Rove told MSNBC's Chris Matthews that Plame was fair game, even as White House spokesman Scott McClellan was denying any White House role in the leak. "I'm telling you flatly that that is not the way this White House operates," the spokesman told reporters July 22. McClellan was usually careful to stress involvement in any illegal leak, though his public statements clearly left an impression of a White House aloof to the affair.

CIA officials believed that the revealing of Plame's identity was a potential crime and contacted the Justice Department to investigate. CIA officials maintain that Plame never ordered up the trip.

It is not clear when the White House realized Plame might have been a covert operative, but Sen. Charles E. Schumer (D-N.Y.) called for an FBI probe 10 days after the Novak column was published. It would be a crime to reveal her name only if a government official knew that Plame had covert status and knew that the government was actively concealing her identity.

The uproar over the leak was ephemeral, as the story seemed to wilt in the summer heat.

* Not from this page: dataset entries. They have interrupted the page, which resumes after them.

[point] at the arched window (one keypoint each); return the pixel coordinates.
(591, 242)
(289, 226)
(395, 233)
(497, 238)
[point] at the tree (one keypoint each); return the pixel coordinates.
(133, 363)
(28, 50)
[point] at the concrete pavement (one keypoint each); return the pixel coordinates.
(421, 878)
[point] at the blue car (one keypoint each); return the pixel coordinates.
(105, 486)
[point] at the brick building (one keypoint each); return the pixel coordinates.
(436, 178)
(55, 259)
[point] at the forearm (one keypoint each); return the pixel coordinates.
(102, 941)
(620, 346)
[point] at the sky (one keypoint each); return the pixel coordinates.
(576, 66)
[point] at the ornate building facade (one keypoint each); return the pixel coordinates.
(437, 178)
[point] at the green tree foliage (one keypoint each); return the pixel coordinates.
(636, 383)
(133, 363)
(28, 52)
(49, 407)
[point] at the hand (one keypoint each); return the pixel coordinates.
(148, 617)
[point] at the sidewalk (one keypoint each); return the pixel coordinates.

But in late September, a senior White House official was quoted as telling The Post at least six reporters had been told of Plame before Novak's column, "purely and simply out of revenge." Two days later, Bush was told that the Justice Department was investigating whether someone had unlawfully leaked the identity of an undercover agent.

Chicago U.S. Attorney Fitzgerald was named special counsel three months later, setting in motion an aggressive investigation that would soon force about a dozen administration officials to testify, compel the Supreme Court to consider the age-old question of how much protection a reporter can provide a source, and land one reporter, the New York Times's Judith Miller, behind bars for refusing to testify. Her role remains a mystery, because she never wrote a story.

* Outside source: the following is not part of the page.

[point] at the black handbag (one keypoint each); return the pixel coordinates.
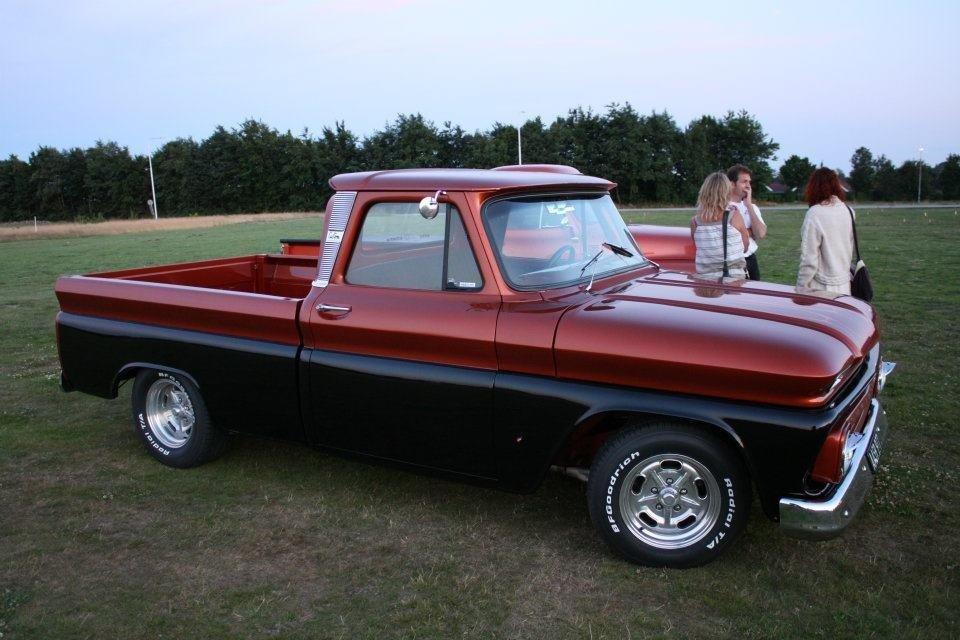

Fitzgerald subpoenaed White House phone records and e-mails, guest lists for parties and information about the State Department memo reportedly brought aboard Air Force One. What started out as a simple investigation into a leak evolved slowly at first, swiftly in the early days of 2004, into a wider probe of other potential illegalities. Bush and Cheney were asked to talk to investigators informally, while a parade of officials from Powell to Rove to McClellan appeared before the grand jury.

Lawyers who have sat in on the prosecutors' interviews said Fitzgerald cast a wide net, adopting a broad view of the case. Some witnesses were asked only about the initial disclosure, others about possible misstatements during the investigative phase. Some were brought in several times. Rove, for example, was grilled by FBI agents twice in formal meetings and asked to respond to questions in informal settings, and appeared three times before the grand jury -- all between October 2003 and October 2004, said a person familiar with his testimony.

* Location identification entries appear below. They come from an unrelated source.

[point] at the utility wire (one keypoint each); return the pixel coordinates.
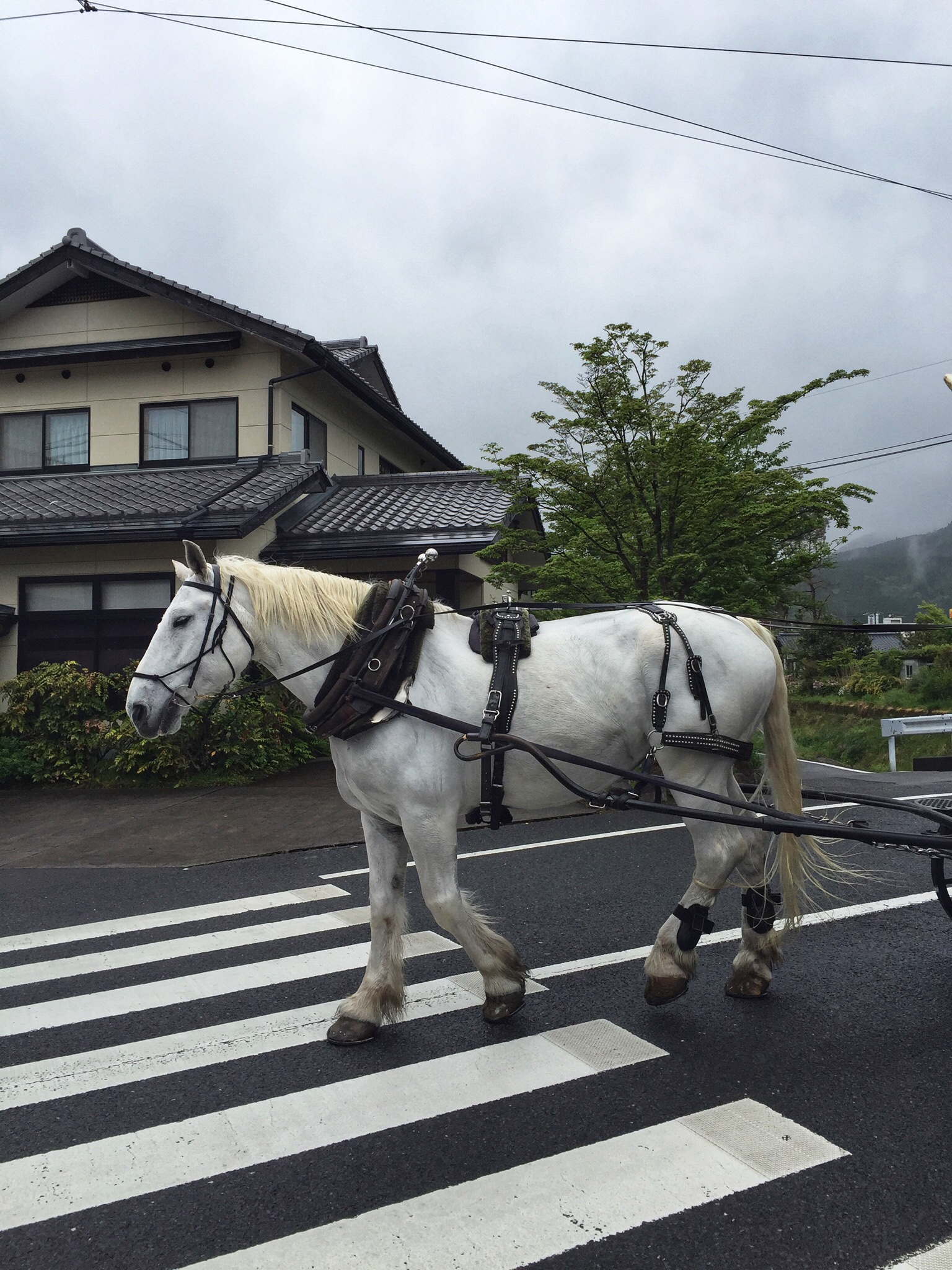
(883, 454)
(573, 88)
(890, 376)
(513, 97)
(641, 43)
(50, 13)
(551, 40)
(856, 454)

Reporters obtained releases from sources such as Libby to discuss confidential conversations, while others refused. Cooper and Miller, in a case that reached and was rejected by the Supreme Court, refused to reveal sources and were held in contempt. Cooper was released by Rove to talk; Miller is sitting in an Alexandria jail.

The showdown over sources has already impeded at least two major media outlets. The Cleveland Plain Dealer, fearing criminal prosecution, has decided against publishing two investigative pieces not related to the Plame controversy because they were based on anonymous leaks. And Time reporters have said that at least two sources have told them they would no longer provide information because the company turned over documents in the Plame case.

As for the Bush administration, the investigation has exposed how an administration that publicly deplores leaking has engaged aggressively in the practice to advance its goals.

Yet much of the case remains a mystery. Did the White House leak the identity of a CIA operative? Is it a crime? Did Bush have any knowledge of it? Will Fitzgerald have spent this much time pressuring officials and reporters and not deliver an indictment? Those questions may be answered soon, as the grand jury's term is set to expire in October.